I imagine that many children have eaten apples, touched a baseball bat, and petted a cat by the time they enter kindergarten. But I suspect that the number of 4 year old radiologists in the world is rather small. Zero, I daresay. So when you hit page 24 of your picture book only to read the word "X-ray", I think it would be quite understandable if the word failed to resonate with the child. I mean, it's a crap example anyways. Why not just replace the rest of the words with things like F-bomb and Big-O and make all of the examples into useless self-references.

And what are the alternatives? Xylophone, it seems -- no doubt placed there by the percussionist lobby, because the only reason anyone has ever heard of that instrument is from those damn books. And until Black-Eyed Peas replaces Fergie with a xylophone virtuoso like Ian Finkel, that's unlikely to change.

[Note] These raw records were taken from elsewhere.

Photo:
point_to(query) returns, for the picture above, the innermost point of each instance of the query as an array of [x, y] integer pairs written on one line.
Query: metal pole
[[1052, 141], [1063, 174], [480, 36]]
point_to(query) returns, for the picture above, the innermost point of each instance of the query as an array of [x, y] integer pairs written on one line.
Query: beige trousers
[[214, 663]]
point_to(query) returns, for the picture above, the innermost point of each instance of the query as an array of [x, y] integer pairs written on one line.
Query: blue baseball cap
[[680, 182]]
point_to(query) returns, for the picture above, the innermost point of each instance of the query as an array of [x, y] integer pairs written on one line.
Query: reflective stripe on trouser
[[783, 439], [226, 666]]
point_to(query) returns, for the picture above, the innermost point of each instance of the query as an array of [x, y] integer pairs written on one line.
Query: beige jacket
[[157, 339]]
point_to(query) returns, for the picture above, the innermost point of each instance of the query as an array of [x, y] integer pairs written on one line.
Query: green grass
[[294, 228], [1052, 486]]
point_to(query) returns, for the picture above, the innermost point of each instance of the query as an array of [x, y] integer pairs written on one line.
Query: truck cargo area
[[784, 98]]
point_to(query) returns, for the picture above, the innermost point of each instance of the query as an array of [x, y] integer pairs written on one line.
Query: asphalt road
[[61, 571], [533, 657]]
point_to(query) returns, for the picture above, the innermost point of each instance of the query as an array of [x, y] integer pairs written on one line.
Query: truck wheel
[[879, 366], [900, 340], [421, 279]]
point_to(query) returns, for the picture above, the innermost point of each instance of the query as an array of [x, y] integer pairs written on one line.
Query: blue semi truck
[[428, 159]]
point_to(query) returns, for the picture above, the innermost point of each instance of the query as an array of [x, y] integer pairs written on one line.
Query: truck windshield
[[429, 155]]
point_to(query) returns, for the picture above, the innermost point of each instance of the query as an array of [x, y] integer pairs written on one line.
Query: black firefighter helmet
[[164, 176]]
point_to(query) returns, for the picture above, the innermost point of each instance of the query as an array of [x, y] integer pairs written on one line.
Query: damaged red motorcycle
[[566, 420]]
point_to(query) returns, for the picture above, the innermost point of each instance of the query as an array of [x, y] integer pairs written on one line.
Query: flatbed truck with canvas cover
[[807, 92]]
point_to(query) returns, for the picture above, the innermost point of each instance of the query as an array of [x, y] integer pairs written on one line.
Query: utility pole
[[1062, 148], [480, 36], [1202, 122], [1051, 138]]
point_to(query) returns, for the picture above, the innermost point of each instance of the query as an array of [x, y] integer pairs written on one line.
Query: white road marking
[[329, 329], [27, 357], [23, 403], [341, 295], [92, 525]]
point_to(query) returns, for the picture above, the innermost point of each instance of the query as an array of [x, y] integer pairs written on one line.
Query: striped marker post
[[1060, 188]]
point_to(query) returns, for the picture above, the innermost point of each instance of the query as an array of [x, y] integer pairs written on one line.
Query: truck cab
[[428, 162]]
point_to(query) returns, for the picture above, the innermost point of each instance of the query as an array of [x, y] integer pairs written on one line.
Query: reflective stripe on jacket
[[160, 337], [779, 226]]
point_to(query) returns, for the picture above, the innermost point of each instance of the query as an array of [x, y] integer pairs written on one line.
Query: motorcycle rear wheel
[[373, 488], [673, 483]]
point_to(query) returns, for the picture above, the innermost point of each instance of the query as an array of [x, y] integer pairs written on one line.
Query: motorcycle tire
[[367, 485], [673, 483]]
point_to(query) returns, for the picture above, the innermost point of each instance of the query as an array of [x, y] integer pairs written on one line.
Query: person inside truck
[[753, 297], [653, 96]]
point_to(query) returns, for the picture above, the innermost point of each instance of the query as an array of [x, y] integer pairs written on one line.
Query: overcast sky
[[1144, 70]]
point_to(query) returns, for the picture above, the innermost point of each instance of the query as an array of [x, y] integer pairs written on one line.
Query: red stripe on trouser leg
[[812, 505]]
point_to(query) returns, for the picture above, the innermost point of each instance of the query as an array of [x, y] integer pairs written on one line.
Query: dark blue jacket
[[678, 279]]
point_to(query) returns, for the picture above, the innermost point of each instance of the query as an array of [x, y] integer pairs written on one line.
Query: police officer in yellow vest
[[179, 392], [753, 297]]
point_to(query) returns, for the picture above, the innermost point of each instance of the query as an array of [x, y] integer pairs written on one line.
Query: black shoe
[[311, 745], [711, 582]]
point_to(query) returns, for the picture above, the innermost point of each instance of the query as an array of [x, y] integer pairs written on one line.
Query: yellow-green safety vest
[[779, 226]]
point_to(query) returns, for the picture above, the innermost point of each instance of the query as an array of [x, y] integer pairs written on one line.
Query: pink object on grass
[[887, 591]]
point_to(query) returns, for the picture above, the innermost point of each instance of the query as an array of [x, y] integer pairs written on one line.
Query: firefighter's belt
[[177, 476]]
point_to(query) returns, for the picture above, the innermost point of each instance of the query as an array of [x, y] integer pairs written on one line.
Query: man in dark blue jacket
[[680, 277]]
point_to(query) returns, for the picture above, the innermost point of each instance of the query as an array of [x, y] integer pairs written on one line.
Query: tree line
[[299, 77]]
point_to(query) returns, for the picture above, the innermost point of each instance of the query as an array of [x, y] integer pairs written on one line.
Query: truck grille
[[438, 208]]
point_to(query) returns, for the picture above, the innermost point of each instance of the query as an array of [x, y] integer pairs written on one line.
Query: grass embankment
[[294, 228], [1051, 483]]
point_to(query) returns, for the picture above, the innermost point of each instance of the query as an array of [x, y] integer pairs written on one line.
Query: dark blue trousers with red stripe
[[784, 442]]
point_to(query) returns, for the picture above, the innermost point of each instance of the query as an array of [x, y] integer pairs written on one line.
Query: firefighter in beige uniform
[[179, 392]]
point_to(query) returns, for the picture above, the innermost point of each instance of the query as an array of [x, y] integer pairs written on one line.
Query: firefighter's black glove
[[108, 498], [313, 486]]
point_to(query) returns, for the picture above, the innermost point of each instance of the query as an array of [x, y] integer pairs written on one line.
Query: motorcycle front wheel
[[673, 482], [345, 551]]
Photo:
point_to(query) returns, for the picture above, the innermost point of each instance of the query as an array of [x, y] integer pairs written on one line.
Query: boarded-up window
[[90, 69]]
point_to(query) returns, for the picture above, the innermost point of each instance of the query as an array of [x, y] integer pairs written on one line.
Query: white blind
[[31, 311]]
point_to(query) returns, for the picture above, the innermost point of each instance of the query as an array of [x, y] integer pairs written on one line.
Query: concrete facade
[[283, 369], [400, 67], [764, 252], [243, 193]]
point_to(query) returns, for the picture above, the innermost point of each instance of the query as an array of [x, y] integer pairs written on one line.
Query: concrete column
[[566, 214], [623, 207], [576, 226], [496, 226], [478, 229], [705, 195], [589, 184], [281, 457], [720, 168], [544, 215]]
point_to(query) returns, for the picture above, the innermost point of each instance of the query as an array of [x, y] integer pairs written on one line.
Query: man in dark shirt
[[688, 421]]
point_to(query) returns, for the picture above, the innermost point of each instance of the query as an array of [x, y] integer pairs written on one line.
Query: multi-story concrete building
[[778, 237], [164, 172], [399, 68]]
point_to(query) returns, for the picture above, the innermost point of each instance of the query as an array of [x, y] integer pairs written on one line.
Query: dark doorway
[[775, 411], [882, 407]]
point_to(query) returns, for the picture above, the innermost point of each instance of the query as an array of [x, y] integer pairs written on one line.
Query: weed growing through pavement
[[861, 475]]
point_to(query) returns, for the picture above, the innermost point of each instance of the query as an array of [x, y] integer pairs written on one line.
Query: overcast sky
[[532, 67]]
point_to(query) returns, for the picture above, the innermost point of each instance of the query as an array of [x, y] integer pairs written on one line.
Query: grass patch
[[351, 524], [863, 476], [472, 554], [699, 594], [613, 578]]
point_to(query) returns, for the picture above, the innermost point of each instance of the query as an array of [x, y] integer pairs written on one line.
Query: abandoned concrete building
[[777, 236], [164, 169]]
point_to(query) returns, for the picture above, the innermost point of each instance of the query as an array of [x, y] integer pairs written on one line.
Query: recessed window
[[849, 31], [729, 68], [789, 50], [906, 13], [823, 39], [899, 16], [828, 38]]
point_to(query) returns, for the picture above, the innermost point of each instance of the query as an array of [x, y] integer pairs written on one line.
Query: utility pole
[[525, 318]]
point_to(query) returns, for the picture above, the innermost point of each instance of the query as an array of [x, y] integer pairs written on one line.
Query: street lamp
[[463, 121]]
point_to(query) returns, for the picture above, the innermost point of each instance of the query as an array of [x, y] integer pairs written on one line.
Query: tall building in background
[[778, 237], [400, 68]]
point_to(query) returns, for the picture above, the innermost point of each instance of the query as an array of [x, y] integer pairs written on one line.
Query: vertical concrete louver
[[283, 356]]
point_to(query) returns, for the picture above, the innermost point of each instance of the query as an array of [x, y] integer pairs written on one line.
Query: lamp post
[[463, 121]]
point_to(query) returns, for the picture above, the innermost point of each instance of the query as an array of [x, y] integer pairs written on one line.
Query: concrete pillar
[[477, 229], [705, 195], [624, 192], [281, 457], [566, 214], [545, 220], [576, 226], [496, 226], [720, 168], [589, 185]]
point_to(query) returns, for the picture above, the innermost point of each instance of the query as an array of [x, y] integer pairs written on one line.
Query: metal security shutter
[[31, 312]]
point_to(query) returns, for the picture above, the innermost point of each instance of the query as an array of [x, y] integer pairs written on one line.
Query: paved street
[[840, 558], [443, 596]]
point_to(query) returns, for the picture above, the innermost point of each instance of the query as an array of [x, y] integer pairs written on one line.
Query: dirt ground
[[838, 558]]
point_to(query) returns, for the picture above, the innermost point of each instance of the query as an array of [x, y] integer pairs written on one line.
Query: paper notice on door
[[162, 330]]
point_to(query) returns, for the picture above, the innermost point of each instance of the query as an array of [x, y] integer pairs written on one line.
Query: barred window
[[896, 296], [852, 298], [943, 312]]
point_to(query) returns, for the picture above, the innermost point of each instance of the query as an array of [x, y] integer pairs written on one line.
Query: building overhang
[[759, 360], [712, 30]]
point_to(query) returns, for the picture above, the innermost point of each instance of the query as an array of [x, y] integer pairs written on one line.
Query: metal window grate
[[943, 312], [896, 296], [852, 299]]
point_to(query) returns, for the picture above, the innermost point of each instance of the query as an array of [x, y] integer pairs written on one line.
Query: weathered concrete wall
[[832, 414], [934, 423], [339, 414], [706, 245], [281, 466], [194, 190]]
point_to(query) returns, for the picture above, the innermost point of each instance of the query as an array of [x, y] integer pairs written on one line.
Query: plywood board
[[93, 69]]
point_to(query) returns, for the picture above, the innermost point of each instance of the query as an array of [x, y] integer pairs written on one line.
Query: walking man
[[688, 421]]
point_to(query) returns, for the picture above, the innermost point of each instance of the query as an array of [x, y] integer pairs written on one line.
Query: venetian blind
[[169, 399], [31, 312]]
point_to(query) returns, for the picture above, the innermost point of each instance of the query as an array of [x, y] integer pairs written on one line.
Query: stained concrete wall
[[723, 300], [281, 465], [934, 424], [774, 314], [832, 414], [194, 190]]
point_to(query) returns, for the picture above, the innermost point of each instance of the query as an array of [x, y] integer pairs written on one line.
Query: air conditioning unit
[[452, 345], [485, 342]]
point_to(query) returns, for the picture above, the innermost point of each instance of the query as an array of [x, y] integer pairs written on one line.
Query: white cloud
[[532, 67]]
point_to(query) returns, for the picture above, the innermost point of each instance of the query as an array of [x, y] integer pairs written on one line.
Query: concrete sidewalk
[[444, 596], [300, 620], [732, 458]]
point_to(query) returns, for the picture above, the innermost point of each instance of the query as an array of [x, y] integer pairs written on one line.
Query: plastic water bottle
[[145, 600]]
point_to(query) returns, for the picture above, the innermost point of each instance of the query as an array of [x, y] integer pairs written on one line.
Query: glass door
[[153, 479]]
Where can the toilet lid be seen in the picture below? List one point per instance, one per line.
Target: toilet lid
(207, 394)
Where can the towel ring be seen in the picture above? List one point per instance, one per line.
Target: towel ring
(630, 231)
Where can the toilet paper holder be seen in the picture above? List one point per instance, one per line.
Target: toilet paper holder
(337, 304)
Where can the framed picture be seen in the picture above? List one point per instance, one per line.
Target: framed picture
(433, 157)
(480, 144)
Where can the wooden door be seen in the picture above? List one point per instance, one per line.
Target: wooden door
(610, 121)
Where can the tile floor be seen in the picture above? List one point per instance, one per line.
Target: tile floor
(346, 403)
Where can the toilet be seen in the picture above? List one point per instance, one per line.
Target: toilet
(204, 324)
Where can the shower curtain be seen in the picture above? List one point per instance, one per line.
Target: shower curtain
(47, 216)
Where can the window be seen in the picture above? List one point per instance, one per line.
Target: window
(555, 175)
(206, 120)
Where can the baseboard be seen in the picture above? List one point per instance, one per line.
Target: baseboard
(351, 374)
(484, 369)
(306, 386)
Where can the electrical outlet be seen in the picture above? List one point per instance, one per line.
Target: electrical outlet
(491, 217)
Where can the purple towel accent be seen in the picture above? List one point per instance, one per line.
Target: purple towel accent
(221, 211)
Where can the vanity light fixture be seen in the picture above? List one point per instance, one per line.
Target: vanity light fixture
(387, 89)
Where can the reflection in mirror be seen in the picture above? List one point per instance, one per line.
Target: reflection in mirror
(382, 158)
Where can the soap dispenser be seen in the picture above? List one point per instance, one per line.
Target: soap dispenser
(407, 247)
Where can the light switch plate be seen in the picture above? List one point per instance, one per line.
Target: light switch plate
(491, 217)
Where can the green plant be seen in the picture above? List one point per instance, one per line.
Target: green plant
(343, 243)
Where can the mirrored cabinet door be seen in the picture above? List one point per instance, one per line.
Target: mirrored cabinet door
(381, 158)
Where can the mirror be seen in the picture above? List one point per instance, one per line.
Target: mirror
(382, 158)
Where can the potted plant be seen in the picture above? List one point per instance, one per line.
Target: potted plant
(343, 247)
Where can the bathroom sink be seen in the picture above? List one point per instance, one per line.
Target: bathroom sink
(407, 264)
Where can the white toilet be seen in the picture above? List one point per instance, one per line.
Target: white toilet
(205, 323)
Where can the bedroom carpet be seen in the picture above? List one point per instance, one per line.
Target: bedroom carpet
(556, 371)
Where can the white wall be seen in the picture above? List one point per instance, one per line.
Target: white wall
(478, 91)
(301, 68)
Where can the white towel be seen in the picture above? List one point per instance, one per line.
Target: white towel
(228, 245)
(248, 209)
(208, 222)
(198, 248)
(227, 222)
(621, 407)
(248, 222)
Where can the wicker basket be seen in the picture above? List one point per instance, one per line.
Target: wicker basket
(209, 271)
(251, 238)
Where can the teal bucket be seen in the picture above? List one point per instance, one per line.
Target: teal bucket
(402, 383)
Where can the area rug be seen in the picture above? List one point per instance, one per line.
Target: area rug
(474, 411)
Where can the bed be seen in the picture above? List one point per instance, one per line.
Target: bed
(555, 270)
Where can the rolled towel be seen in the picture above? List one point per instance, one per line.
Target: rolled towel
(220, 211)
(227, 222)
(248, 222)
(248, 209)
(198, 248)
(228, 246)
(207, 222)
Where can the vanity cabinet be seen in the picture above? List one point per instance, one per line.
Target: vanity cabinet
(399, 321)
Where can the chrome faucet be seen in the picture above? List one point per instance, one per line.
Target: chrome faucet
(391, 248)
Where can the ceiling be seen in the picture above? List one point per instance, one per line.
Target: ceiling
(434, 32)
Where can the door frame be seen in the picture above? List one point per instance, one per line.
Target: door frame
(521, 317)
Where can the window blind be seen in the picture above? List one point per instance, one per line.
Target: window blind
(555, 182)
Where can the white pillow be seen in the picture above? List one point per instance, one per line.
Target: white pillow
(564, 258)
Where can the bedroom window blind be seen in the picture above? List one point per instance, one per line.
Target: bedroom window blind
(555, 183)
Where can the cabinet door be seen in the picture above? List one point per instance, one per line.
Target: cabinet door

As a letter, it's not like it does anything other letters can't do. In words like xylophone it's pronounced like a Z, and in words like exit, it could just as easily be replaced with ks. Really, the only thing X has going for it is its shape, which is kind of cool and mysterious -- taboo, even. The letter most similar in shape, the 'K', doesn't have quite the same mojo, and in any case, I don't think the porn industry would have done nearly as well with triple-K (i.e., KKK) movies. So I'm going to look to the growing Tea Party movement to see if I can get my idea out there and in the hearts and minds of voters intent on trimming Big Government and Big Alphabet, and hopefully getting the economy turned around.